This study describes the exposure of 16 individual fecal microbiota samples to 5 different fibers using an in vitro system for the anaerobic cultivation of bacteria [12]. After fiber exposure, effects on microbial composition and functional profiles were determined. Furthermore, we investigated whether the intestinal health status of fecal donors modulates fiber effects on the microbiota. To this aim, we evaluated the fecal microbiota obtained from donors with good intestinal health and from donors with a diagnosis of IBD.

2. Materials and Methods

2.1. Fecal Collection

Figure 1 illustrates the procedures performed during the study. Fecal material for the experiment was collected from 16 donors, including 5 with good intestinal health (3 males and 2 females; age between 17 and 45; average age = 32) and 11 with intestinal complaints and a clinical diagnosis of Inflammatory Bowel Disease (IBD) (8 males and 3 females; age between 32 and 74; average age = 52). For simplicity, the two groups of subjects are referred to as ‘healthy’ and ‘IBD’ throughout the article; these labels should be interpreted as descriptors of their intestinal, and not systemic, health. The fecal donors were recruited by advertising the research project at a university hospital in The Netherlands. The collection of fecal samples was approved by the Medical Research Ethics Committee (METC) of the University Medical Center Utrecht, an independent ethical review board (Central Committee on Research Involving Human Subjects (CCMO) number: NL62046.041.17).

To collect the sample, the subjects used the FecesCatcher, a specimen collection device consisting of biodegradable paper to be placed under the toilet seat (fecesvanger.nl). Fecal material was collected with a sterile plastic spoon and placed in a tube that was, in turn, placed in an anaerobic jar (materials provided by TNO) with an AnaeroGen Sachet (Thermo Fisher Diagnostics GMBH). The jar was kept at 4 °C until delivery at the laboratory (within 24 h from collection). There, the material was introduced in an anaerobic chamber, diluted 1:3 with phosphate-buffered saline, and homogenized. Finally, 20% glycerol was added before storing the material at −80 °C.

2.2. Fiber Selection and Preparation

Five fibers with different composition, structure, and solubility were selected: β-glucan (Oat β-glucan High viscosity, product code P-BGOH, CAS number 9041-22-9, Bio-connect, Megazyme, Bray, Ireland), resistant starch (HI-MAIZE^® 260 resistant starch, product code 22000B00, CAS number 9005-25-8, Ingredion, Westchester, IL, USA), psyllium (VITACEL^® Psyllium P 95, J. Rettenmaier & Söhne GmbH, Rosenberg, Germany), cellulose (50% VITACEL oat Hull Fiber HF 101 and 50% VITACEL oat Hull Fiber HF 600, Rettenmaier & Söhne GmbH), and pectin (50% Lemon Pectin Degree of Methylation DM30 and 50% Lemon Pectin DM67, Prof.
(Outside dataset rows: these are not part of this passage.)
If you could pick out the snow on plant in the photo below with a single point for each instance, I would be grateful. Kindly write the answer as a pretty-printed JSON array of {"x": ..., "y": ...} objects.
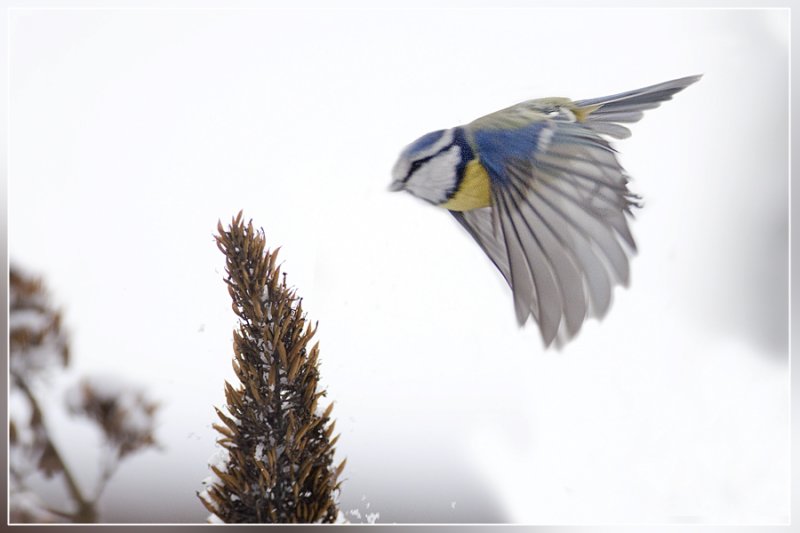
[{"x": 278, "y": 465}]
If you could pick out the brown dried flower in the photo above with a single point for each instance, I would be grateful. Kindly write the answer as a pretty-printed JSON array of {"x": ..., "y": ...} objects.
[{"x": 277, "y": 464}]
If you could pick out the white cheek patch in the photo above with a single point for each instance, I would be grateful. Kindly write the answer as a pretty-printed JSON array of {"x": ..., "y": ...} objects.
[{"x": 436, "y": 178}]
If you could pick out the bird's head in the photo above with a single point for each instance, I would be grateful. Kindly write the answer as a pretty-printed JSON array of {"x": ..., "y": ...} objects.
[{"x": 429, "y": 167}]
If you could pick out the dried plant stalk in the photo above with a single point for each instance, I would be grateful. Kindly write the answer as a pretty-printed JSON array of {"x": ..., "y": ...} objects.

Dr. H.A. Schols, Wageningen University).

A stock solution was prepared by weighing 80 mg of fiber and adding 10 mL of Milli-Q water. The stock solution was incubated overnight at 1200 rpm at 25 °C to completely dissolve the fiber, and it was further diluted 2× to achieve the test concentration (4 mg/mL). Additionally, all fibers were combined in equal proportions to create a fiber mix that was tested on fecal material from IBD donors. The fiber mix was tested at two concentrations: 4 mg/mL, for comparison with the single fibers, and 12 mg/mL, representative of a high-fiber intervention.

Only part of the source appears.